# Introduction to Python

# Functions

Python comes 'bundled' with built-in functions like `len`, `print`, `sum` etc.

Functions are pieces of logic that can have **0 or more inputs** and **0 or 1 outputs** (multiple outputs are possible but they have to be in a single container like a list or tuple).

In [1]:
def capital_print(message):
    print(message.upper())

In [2]:
print("my message")

capital_print("my message")

my message
MY MESSAGE


This was a function that took one input (called `message`) and performed an operation on it (printed the uppercase version).

It works for *any* input value (as long as it can be uppercased, i.e. a `str` type).

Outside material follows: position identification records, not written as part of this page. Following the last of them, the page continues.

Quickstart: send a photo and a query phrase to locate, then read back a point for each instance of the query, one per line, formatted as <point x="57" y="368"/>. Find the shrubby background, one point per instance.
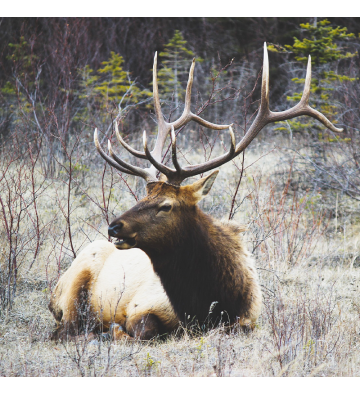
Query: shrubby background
<point x="296" y="187"/>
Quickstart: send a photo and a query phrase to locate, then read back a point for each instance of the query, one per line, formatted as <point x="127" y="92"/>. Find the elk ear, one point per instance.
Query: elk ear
<point x="202" y="187"/>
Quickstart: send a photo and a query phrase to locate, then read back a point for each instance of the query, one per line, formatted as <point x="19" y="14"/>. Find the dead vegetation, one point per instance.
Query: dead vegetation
<point x="306" y="259"/>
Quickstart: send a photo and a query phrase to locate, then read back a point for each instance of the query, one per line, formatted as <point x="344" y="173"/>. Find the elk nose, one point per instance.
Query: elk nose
<point x="114" y="229"/>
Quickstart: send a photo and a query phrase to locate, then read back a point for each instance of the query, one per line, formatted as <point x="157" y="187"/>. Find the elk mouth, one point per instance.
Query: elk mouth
<point x="125" y="243"/>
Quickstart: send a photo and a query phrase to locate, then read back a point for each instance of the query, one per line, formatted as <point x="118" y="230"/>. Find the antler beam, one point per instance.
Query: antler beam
<point x="177" y="175"/>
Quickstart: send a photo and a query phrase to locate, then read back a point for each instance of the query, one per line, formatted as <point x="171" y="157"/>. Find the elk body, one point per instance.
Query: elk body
<point x="191" y="266"/>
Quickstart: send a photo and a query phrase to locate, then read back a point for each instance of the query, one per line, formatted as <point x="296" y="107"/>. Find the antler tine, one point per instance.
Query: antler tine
<point x="107" y="158"/>
<point x="158" y="165"/>
<point x="132" y="151"/>
<point x="134" y="169"/>
<point x="192" y="170"/>
<point x="266" y="116"/>
<point x="165" y="127"/>
<point x="173" y="149"/>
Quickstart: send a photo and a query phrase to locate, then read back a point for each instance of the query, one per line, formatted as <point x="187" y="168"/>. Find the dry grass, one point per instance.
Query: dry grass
<point x="309" y="325"/>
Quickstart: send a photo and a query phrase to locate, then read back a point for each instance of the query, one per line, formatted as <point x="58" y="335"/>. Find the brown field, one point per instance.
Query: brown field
<point x="306" y="247"/>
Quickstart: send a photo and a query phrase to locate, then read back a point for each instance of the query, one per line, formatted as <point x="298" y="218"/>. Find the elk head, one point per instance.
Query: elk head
<point x="169" y="208"/>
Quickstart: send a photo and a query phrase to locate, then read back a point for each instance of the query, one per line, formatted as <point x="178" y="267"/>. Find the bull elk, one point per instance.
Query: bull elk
<point x="171" y="261"/>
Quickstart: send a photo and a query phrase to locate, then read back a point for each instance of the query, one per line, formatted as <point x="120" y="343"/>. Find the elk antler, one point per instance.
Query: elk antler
<point x="164" y="128"/>
<point x="264" y="117"/>
<point x="177" y="175"/>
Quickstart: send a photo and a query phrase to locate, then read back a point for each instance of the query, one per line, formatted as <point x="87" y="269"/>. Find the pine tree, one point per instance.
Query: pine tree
<point x="321" y="42"/>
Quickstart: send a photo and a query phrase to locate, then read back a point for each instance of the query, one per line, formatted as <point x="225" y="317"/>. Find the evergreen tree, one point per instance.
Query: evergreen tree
<point x="321" y="42"/>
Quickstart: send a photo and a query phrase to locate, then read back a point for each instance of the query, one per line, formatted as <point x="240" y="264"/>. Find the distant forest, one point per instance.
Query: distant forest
<point x="65" y="75"/>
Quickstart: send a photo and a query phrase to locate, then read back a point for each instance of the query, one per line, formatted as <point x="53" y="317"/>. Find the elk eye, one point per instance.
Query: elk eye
<point x="165" y="207"/>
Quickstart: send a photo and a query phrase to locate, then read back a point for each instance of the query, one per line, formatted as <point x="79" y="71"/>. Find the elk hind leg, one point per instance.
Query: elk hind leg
<point x="145" y="327"/>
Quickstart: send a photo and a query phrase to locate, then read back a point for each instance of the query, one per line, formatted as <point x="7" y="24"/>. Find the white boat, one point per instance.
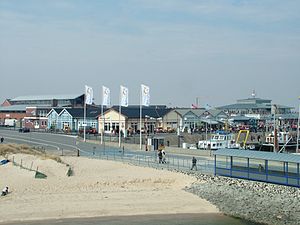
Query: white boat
<point x="284" y="140"/>
<point x="218" y="140"/>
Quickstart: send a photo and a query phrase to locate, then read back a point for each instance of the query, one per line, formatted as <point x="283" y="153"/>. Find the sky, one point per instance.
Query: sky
<point x="214" y="51"/>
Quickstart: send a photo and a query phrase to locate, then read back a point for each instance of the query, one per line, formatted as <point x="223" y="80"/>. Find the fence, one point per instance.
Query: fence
<point x="173" y="162"/>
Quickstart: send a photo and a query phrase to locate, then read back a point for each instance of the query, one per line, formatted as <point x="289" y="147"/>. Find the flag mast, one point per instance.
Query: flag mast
<point x="141" y="119"/>
<point x="102" y="123"/>
<point x="84" y="116"/>
<point x="120" y="108"/>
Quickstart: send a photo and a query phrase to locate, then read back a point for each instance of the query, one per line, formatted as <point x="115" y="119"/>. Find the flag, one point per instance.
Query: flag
<point x="194" y="106"/>
<point x="88" y="95"/>
<point x="123" y="96"/>
<point x="105" y="96"/>
<point x="207" y="107"/>
<point x="145" y="95"/>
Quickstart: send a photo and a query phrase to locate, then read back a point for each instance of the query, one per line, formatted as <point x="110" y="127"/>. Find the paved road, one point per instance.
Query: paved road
<point x="69" y="145"/>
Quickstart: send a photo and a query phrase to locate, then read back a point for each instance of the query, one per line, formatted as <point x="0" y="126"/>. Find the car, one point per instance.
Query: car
<point x="89" y="130"/>
<point x="24" y="130"/>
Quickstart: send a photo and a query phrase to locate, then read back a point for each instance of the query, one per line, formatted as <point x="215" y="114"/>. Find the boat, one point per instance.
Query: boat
<point x="285" y="142"/>
<point x="219" y="140"/>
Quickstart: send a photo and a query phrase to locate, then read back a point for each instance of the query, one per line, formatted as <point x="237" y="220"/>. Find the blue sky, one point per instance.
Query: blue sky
<point x="217" y="51"/>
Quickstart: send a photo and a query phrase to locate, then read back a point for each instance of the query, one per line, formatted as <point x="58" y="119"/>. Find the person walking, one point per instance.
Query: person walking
<point x="194" y="163"/>
<point x="163" y="156"/>
<point x="4" y="191"/>
<point x="159" y="156"/>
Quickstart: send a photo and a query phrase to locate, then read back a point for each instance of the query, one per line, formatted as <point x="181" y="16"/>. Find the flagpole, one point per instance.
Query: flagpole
<point x="120" y="119"/>
<point x="84" y="117"/>
<point x="120" y="125"/>
<point x="102" y="125"/>
<point x="298" y="130"/>
<point x="141" y="119"/>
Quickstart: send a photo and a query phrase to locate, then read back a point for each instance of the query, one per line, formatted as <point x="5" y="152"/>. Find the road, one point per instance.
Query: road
<point x="70" y="145"/>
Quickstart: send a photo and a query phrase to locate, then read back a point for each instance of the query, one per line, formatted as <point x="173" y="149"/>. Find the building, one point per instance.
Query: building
<point x="31" y="111"/>
<point x="254" y="107"/>
<point x="72" y="119"/>
<point x="129" y="118"/>
<point x="14" y="112"/>
<point x="47" y="100"/>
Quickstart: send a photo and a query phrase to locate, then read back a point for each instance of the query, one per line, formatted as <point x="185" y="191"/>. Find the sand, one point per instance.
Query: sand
<point x="97" y="188"/>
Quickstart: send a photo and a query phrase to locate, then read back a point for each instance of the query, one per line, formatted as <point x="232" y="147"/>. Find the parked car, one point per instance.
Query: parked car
<point x="89" y="130"/>
<point x="24" y="130"/>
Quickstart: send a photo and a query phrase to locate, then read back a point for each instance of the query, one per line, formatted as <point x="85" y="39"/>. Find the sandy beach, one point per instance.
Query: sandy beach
<point x="96" y="188"/>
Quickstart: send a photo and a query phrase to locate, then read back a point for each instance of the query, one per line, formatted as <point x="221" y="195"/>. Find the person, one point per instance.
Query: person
<point x="5" y="191"/>
<point x="194" y="162"/>
<point x="159" y="157"/>
<point x="260" y="168"/>
<point x="163" y="156"/>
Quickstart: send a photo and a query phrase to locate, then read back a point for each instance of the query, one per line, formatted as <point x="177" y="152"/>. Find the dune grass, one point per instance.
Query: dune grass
<point x="6" y="149"/>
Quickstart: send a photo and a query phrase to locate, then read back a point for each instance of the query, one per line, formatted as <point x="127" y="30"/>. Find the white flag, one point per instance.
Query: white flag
<point x="145" y="95"/>
<point x="105" y="96"/>
<point x="123" y="96"/>
<point x="88" y="95"/>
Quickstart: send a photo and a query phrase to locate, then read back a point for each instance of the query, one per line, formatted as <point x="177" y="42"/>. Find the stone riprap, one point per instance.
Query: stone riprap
<point x="255" y="201"/>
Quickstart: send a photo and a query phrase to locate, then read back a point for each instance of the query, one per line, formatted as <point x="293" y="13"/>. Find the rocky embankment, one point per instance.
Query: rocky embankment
<point x="255" y="201"/>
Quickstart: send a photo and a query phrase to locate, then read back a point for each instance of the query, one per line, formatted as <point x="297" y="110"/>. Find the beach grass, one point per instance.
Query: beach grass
<point x="6" y="149"/>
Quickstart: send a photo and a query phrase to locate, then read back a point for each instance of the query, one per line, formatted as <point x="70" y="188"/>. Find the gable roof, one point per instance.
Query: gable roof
<point x="45" y="97"/>
<point x="134" y="112"/>
<point x="79" y="112"/>
<point x="13" y="108"/>
<point x="57" y="110"/>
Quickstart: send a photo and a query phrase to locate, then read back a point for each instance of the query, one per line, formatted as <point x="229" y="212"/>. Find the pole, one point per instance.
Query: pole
<point x="298" y="131"/>
<point x="205" y="136"/>
<point x="141" y="120"/>
<point x="102" y="127"/>
<point x="120" y="108"/>
<point x="84" y="118"/>
<point x="275" y="133"/>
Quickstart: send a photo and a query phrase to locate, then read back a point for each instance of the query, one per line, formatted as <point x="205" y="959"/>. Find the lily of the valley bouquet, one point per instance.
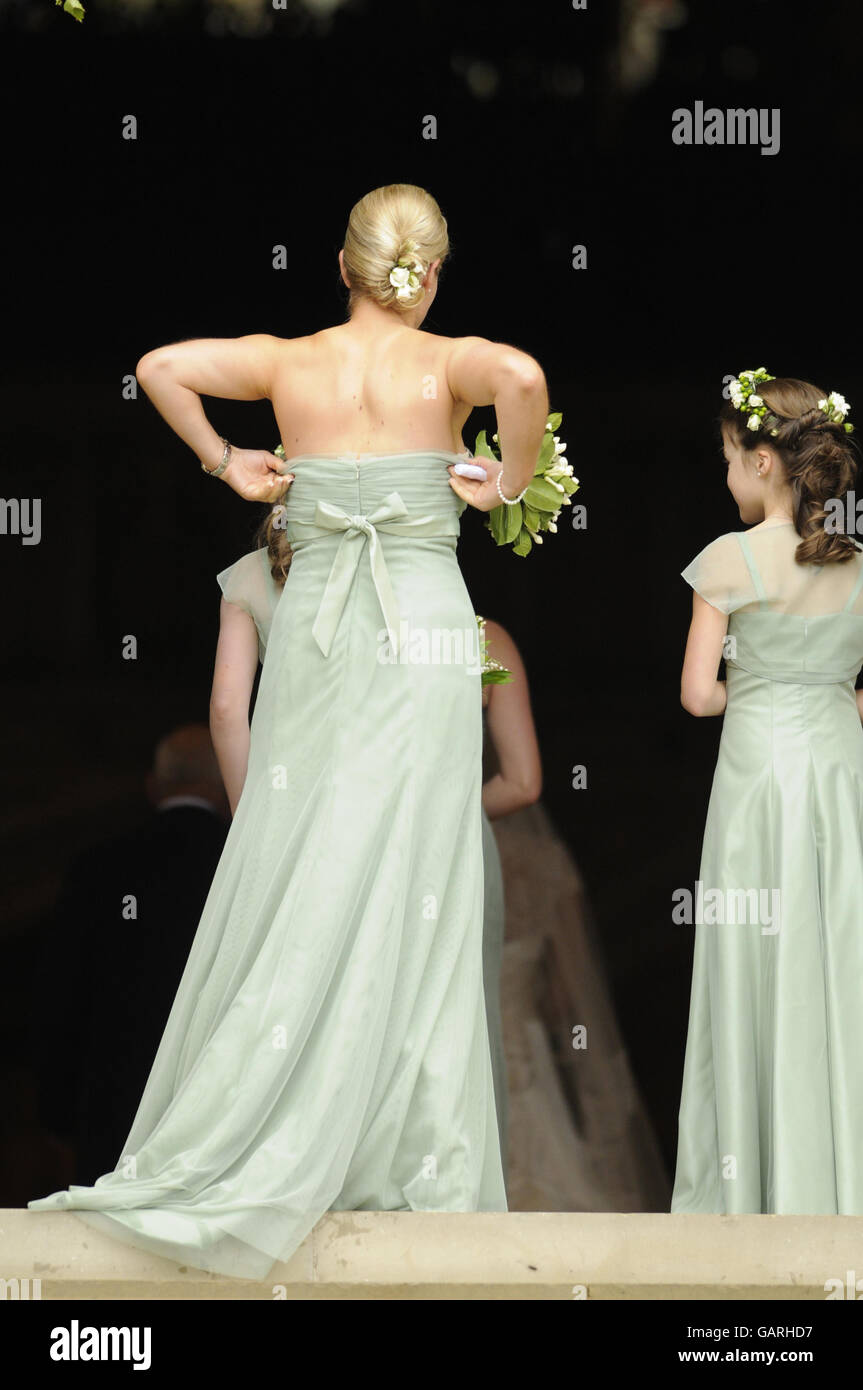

We can also pass a variable to a function:

In [None]:
my_name = "David"

capital_print(my_name)

DAVID


Just like the `print` function it **does something** (prints a message) but it doesn't **output** anything, like a result of a calculation.

## Return values

Consider this function:

In [None]:
def minimum_deposit(house_value):
    deposit = house_value * 0.1
    print(f"The minimum deposit on a house worth {house_value} is {deposit}")
    return deposit

In [None]:
dep=minimum_deposit(150_000) # notice we can split up large numbers with an underscore!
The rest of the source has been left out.